神殿にしても国にしても、隆一の発見が次に伝染病が流行った時の損害を軽減するのに貢献したから払うというつもりなのだろうが・・・近代経済学も大学の一般教養で学んできた隆一としては、下手に金を貰いすぎるとそれをちゃんと使って経済に戻す労力の方が時間の無駄で面倒だ。
自分一人で、誰一人頼れる人間がいないような状況だったら『これで大抵の問題なら金で解決出来る』と安心できるまでひたすら金をため込んだだろうが、現実としてはどうせいざという時には異世界人基金があるのだ。
だったら既に自分の生活費はちゃんと回っているのだから余分に渡される金はさっさと寄付してしまう方が変に悩まなくて済む。
「良いんですか?
家を買うのに資金があっても無駄にはなりませんが」
ザファードが疑わし気に聞き直した。
「あ~。
それもあったな。
でもまあ、いつになるか分からないし幾らになるかも分からない家の購入費用は貯めておくよりもその時に異世界人基金から借りて後から返す方が面倒がないだろ。

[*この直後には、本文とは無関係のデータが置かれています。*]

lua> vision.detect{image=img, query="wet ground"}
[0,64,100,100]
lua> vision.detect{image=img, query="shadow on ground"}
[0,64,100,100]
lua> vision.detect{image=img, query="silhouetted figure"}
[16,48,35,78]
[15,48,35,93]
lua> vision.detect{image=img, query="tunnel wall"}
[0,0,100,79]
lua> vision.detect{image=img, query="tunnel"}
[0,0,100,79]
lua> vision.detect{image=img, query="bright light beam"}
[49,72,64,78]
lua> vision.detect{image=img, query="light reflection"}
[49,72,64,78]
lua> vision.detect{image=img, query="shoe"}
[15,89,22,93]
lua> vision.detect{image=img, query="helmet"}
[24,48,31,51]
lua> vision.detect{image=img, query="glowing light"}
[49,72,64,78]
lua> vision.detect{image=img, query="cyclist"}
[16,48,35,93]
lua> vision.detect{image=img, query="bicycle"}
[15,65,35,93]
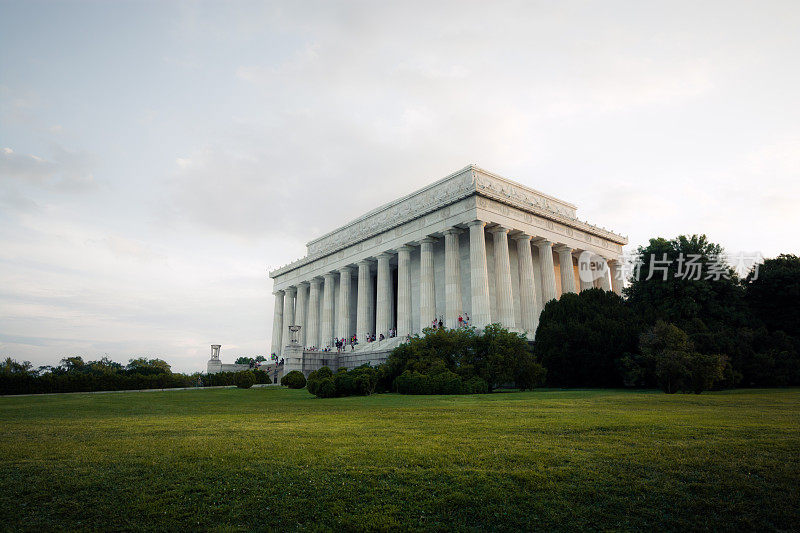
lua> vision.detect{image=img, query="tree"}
[472,324,542,391]
[126,357,172,375]
[234,370,256,389]
[58,355,86,374]
[745,254,800,339]
[534,289,642,387]
[281,370,306,389]
[0,357,37,376]
[625,235,749,344]
[631,320,727,394]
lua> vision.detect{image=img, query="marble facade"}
[269,165,628,370]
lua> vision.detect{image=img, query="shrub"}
[234,370,256,389]
[535,289,641,387]
[306,366,333,396]
[376,324,544,394]
[281,370,306,389]
[306,365,379,398]
[315,377,336,398]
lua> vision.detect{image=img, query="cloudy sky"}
[0,0,800,371]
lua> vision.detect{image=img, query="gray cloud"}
[0,145,97,192]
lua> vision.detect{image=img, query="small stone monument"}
[207,344,222,374]
[283,324,303,375]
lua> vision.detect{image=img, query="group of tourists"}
[306,313,469,353]
[431,313,469,329]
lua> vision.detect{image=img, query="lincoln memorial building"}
[269,165,628,372]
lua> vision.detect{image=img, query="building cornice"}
[269,165,628,278]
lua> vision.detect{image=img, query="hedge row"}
[394,370,489,394]
[0,370,271,395]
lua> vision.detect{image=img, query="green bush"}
[306,365,380,398]
[234,370,256,389]
[316,377,336,398]
[394,370,489,394]
[281,370,306,389]
[384,324,545,394]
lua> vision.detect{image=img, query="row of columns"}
[272,220,622,353]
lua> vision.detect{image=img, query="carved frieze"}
[270,166,627,276]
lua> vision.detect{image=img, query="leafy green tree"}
[0,357,37,376]
[534,289,642,387]
[745,254,800,338]
[58,355,86,374]
[472,324,541,391]
[125,357,172,375]
[625,235,749,353]
[632,320,727,394]
[234,370,256,389]
[281,370,306,389]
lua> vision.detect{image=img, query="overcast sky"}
[0,0,800,371]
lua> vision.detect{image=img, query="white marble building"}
[269,165,628,369]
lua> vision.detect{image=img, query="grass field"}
[0,387,800,530]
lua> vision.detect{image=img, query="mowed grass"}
[0,387,800,530]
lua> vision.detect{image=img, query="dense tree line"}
[307,324,545,398]
[535,235,800,392]
[0,356,270,394]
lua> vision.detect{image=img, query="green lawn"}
[0,387,800,530]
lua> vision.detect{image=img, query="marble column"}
[294,281,308,346]
[468,220,492,329]
[531,247,544,317]
[578,252,594,292]
[556,245,575,295]
[336,267,352,341]
[375,252,392,339]
[397,246,412,339]
[536,239,556,309]
[272,291,284,355]
[444,228,463,328]
[598,259,611,291]
[489,226,516,329]
[306,278,321,348]
[608,259,624,296]
[514,233,539,334]
[320,272,336,347]
[281,287,297,354]
[419,237,436,329]
[356,261,372,344]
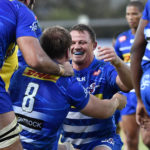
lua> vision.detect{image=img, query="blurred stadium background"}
[34,0,148,150]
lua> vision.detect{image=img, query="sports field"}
[121,131,148,150]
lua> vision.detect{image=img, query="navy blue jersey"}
[0,0,38,68]
[142,0,150,71]
[0,0,41,114]
[114,29,137,115]
[61,59,119,149]
[9,67,89,150]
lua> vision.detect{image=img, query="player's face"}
[19,0,35,9]
[126,6,142,29]
[70,30,96,66]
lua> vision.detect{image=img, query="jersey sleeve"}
[16,6,38,38]
[104,63,120,93]
[59,77,90,110]
[114,37,123,59]
[142,0,150,20]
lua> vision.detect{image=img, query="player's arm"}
[131,19,148,100]
[98,47,133,92]
[17,36,73,76]
[81,93,126,119]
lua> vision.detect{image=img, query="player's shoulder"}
[117,30,130,43]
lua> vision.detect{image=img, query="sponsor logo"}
[93,69,101,76]
[16,114,43,130]
[23,67,59,82]
[141,74,150,90]
[87,83,99,93]
[119,35,127,42]
[77,77,86,82]
[102,138,114,145]
[30,21,39,32]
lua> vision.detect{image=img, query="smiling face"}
[70,30,97,70]
[126,6,142,29]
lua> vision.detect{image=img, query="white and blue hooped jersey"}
[114,29,137,108]
[114,30,134,65]
[9,67,89,150]
[61,58,119,149]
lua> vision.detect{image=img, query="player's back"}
[0,0,36,68]
[10,67,70,150]
[9,67,89,150]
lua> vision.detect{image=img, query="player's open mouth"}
[73,52,84,55]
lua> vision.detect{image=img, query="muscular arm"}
[81,93,126,119]
[17,36,73,75]
[97,47,133,92]
[131,19,148,100]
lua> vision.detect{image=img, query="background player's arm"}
[81,93,126,119]
[17,36,73,76]
[97,47,133,92]
[131,19,148,100]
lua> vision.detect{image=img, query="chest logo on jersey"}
[93,69,101,76]
[23,67,59,83]
[119,35,127,42]
[123,53,131,63]
[102,138,114,145]
[77,77,86,82]
[30,21,39,32]
[87,83,99,93]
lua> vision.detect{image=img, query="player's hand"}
[59,62,74,76]
[96,47,121,67]
[136,100,150,128]
[113,93,127,110]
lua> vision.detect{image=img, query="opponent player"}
[0,0,73,150]
[114,1,144,150]
[131,0,150,148]
[10,26,125,150]
[61,24,132,150]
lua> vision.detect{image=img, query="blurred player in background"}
[114,1,144,150]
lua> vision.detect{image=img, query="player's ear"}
[93,42,97,50]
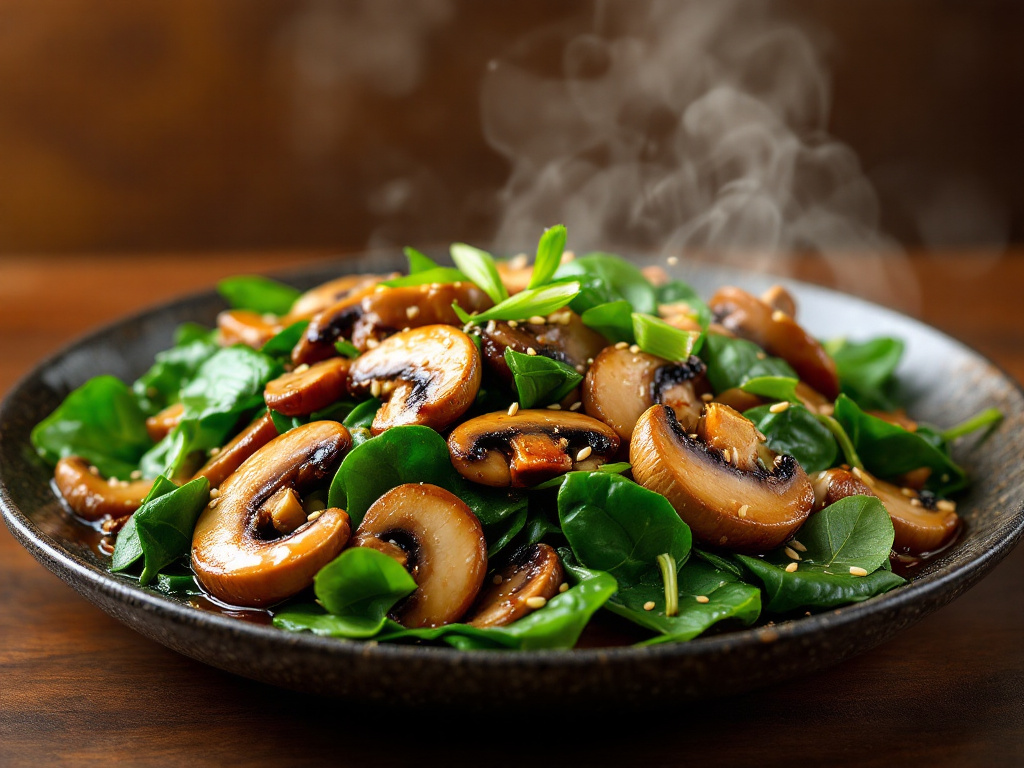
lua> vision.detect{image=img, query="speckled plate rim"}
[6,260,1024,708]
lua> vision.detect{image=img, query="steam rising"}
[481,0,908,306]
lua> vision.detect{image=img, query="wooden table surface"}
[0,252,1024,768]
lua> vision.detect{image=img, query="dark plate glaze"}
[0,254,1024,708]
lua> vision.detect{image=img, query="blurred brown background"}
[0,0,1024,259]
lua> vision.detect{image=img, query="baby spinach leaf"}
[526,224,566,288]
[260,321,309,358]
[505,347,583,408]
[558,472,691,586]
[824,337,904,411]
[555,253,657,314]
[111,477,210,586]
[835,394,968,495]
[736,555,904,613]
[633,312,701,362]
[743,406,839,473]
[132,338,220,416]
[451,243,507,305]
[580,299,636,344]
[452,282,580,324]
[217,274,301,314]
[700,334,799,392]
[31,376,153,478]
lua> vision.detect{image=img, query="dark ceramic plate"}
[0,255,1024,707]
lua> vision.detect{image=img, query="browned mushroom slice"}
[814,469,961,555]
[191,421,351,607]
[53,456,153,522]
[630,406,814,552]
[449,411,618,487]
[708,286,839,400]
[583,346,707,441]
[352,483,487,627]
[480,309,608,384]
[263,357,351,416]
[281,272,397,326]
[217,309,284,349]
[352,281,494,349]
[194,413,278,488]
[145,402,185,442]
[463,544,564,627]
[350,326,481,434]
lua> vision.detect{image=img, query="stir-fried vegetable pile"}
[32,226,1000,649]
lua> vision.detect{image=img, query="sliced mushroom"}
[814,469,961,555]
[352,282,494,349]
[583,346,708,441]
[630,404,814,552]
[350,326,481,434]
[53,456,153,522]
[191,421,351,607]
[145,402,185,442]
[447,411,620,487]
[463,544,564,627]
[193,413,278,488]
[217,309,285,349]
[263,357,351,416]
[708,286,839,400]
[352,483,487,627]
[480,309,608,384]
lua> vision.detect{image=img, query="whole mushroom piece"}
[191,421,351,607]
[630,403,814,553]
[349,325,482,434]
[352,483,487,627]
[447,410,620,487]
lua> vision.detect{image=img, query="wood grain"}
[0,253,1024,768]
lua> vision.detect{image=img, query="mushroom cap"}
[630,406,814,553]
[583,346,706,441]
[350,325,482,434]
[352,483,487,627]
[191,421,351,607]
[447,410,620,487]
[708,286,839,400]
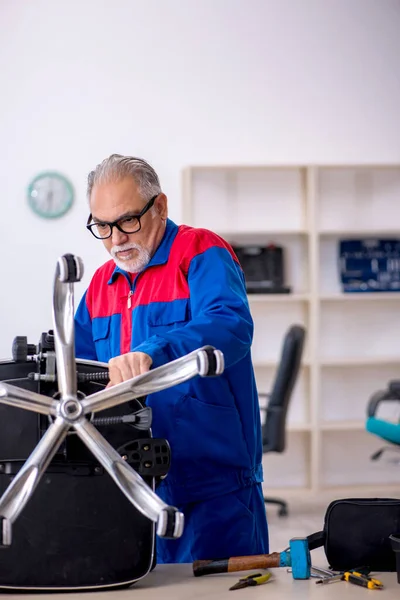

どうせ飛行具の開発が終わったら探索者ギルドが欲しがっている運搬具の魔道具化に取り掛かるから、それで金は稼げるだろうし」
飛行具だって多分それなりに売れると隆一は見ている。
空を飛びたがる趣味人は異世界にだって多いだろう。
まあ、こちらに関してはどのくらい魔石喰らいになるかによって需要は変わりそうだが。
うむ。
ここは思いっきり拘って使い勝手の良いオモチャにしなければ。
経済の循環の為にはお金を溜め込まずに使った方が良いとは言っても、将来に不安があると貯金に走っちゃいますよねぇ・・・。